Os dois intelectuais brasileiros - Caio Prado Jr. e Florestan Fernandes - identificaram a dupla condição do cientista social, enquanto ser humano e como cientista, o que implica duplo compromisso, com a humanidade e com a ética científica. Essa dupla condição, embora apareça em outras ciências, é muito mais presente nas ciências humanas, pois o objeto de estudo é o social, o homem e suas interações, o que pressupõe inclusão do próprio pesquisador como objeto de análise, como parte integrante do objeto que se está estudando. Para obter resultados cientificamente válidos, o cientista social não pode ignorar essa condição e ao mesmo tempo não pode permitir que o seu julgamento de valor, seus hábitos e seus costumes interfiram nas suas conclusões, impedindo-o de obter dados aceitáveis do seu objeto de pesquisa.
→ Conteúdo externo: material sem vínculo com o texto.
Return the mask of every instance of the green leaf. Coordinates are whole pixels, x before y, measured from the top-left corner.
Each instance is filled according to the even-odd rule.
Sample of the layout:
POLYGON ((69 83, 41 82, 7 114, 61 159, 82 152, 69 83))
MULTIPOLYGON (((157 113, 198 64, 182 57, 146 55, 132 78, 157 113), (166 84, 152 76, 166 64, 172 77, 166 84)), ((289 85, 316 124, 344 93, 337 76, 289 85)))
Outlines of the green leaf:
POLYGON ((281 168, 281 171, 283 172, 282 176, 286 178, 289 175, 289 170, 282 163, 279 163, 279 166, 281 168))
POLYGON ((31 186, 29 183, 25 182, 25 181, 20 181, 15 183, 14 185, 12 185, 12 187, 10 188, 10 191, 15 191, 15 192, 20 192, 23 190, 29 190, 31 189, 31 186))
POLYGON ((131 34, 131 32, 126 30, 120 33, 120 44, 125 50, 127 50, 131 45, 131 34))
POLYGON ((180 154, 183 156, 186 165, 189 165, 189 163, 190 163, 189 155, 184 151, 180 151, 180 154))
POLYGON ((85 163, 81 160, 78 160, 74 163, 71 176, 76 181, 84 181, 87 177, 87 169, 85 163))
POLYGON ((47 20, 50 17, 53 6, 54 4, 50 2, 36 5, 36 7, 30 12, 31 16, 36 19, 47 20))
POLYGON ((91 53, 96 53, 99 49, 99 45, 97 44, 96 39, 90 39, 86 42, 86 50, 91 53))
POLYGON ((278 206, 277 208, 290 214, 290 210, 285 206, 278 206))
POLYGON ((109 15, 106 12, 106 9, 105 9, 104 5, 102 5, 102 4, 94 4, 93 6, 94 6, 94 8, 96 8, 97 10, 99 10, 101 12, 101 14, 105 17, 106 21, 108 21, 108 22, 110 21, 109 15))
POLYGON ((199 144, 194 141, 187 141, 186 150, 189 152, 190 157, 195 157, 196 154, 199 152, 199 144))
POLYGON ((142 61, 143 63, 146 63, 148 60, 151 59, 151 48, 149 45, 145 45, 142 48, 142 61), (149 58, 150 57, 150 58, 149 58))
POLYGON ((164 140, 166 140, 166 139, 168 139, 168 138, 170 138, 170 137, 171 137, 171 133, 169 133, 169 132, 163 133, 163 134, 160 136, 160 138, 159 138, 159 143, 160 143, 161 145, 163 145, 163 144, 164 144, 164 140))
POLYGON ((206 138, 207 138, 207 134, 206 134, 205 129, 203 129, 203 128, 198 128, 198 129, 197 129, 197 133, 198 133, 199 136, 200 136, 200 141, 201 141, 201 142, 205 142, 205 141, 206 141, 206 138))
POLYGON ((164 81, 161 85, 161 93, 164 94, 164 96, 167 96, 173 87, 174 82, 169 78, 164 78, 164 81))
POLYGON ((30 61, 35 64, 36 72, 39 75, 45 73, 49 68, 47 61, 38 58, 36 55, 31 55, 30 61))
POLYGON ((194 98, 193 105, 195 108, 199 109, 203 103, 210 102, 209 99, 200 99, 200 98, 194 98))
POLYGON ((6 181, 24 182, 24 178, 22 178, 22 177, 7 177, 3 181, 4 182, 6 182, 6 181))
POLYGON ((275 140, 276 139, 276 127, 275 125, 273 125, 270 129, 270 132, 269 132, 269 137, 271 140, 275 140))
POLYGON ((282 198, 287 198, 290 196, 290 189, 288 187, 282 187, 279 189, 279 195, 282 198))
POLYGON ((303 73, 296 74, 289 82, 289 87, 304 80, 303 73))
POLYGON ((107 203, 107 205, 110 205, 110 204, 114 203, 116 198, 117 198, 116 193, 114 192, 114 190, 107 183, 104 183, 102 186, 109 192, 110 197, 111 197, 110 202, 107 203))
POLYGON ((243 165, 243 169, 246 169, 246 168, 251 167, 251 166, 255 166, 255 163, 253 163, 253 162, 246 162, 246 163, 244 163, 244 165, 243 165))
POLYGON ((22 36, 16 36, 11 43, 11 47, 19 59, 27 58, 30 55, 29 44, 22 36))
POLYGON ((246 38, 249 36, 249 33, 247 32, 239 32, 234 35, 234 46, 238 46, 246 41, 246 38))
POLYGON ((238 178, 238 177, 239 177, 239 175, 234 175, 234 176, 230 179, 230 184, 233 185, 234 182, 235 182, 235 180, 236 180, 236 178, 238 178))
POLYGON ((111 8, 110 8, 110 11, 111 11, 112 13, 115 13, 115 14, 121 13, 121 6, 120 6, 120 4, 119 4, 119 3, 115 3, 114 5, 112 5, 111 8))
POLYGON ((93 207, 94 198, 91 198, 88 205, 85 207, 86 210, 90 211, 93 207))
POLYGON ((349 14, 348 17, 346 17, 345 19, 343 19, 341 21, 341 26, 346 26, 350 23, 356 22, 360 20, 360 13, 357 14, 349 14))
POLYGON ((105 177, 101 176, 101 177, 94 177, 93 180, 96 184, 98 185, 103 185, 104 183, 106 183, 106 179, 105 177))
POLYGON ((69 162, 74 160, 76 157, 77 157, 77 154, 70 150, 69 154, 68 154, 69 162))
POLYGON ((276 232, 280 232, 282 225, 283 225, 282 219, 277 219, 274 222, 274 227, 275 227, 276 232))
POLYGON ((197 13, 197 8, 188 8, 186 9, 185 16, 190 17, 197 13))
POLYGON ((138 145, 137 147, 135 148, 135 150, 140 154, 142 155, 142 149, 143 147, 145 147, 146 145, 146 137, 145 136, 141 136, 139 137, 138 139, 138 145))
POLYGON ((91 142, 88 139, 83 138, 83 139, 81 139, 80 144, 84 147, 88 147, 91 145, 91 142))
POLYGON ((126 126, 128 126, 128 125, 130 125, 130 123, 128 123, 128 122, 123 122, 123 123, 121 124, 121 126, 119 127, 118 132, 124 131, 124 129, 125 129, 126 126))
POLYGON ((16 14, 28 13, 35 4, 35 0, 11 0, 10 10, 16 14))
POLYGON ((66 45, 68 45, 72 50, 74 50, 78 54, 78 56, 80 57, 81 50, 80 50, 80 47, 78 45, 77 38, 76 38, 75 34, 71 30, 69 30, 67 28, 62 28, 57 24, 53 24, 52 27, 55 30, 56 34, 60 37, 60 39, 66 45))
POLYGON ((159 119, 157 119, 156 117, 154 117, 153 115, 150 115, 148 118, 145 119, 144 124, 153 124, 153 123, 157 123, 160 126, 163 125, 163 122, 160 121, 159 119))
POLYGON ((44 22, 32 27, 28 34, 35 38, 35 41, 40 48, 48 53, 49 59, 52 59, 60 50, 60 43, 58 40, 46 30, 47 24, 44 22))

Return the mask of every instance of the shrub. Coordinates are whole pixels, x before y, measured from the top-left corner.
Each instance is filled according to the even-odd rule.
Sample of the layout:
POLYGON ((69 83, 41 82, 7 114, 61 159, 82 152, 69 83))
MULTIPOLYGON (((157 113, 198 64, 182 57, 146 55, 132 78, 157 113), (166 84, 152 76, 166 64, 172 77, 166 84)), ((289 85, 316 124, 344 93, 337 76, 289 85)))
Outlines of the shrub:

Quando foi perguntado ao cientista social e antropólogo Clifford Geertz "até que ponto a sociedade a que pertence e na qual se faz o trabalho de campo influenciam no trabalho dos antropólogos?", sua resposta indicou, claramente, a necessidade de busca da objetividade. Afirmou que:

"Não há dúvida quanto a isso, todos nós somos, como se diz hoje, 'observadores situados'. A única coisa que se pode fazer a respeito é ter a maior consciência possível desse fato e pensar nisso, não assumir que o modo como vemos as coisas é o modo como as coisas simplesmente são, mas entender. Sim, obviamente, um antropólogo norte-americano ou brasileiro ou um francês verão as coisas de uma maneira algo diferente, e uma das razões é o contexto cultural do qual eles vêm, do qual extraem suas percepções e seus princípios. Não há nada de errado nisso, é inevitável, o erro ocorre quando as pessoas não se conscientizam disso e simplesmente assumem que qualquer sensação que têm não precisa ser confrontada com a realidade. Claro, não há nada semelhante a um observador totalmente neutro e abstrato. Isso não é tão fatal quanto pode soar, só significa que é preciso pensar sobre de onde as pessoas vêm, onde elas estão trabalhando etc...". 

Não podemos esquecer que um dos cuidados que o cientista social deve ter para que proceda com maior objetividade possível na análise de dados sociais é a utilização metódica de técnicas de pesquisa social, que são os instrumentos metodológicos de que dispõe para a abordagem dos fatos sociais.

Extraído na íntegra de:
DIAS, Reinaldo. Introdução à Sociologia. 1.ed. São Paulo, Pearson, 2005, p. 40-42).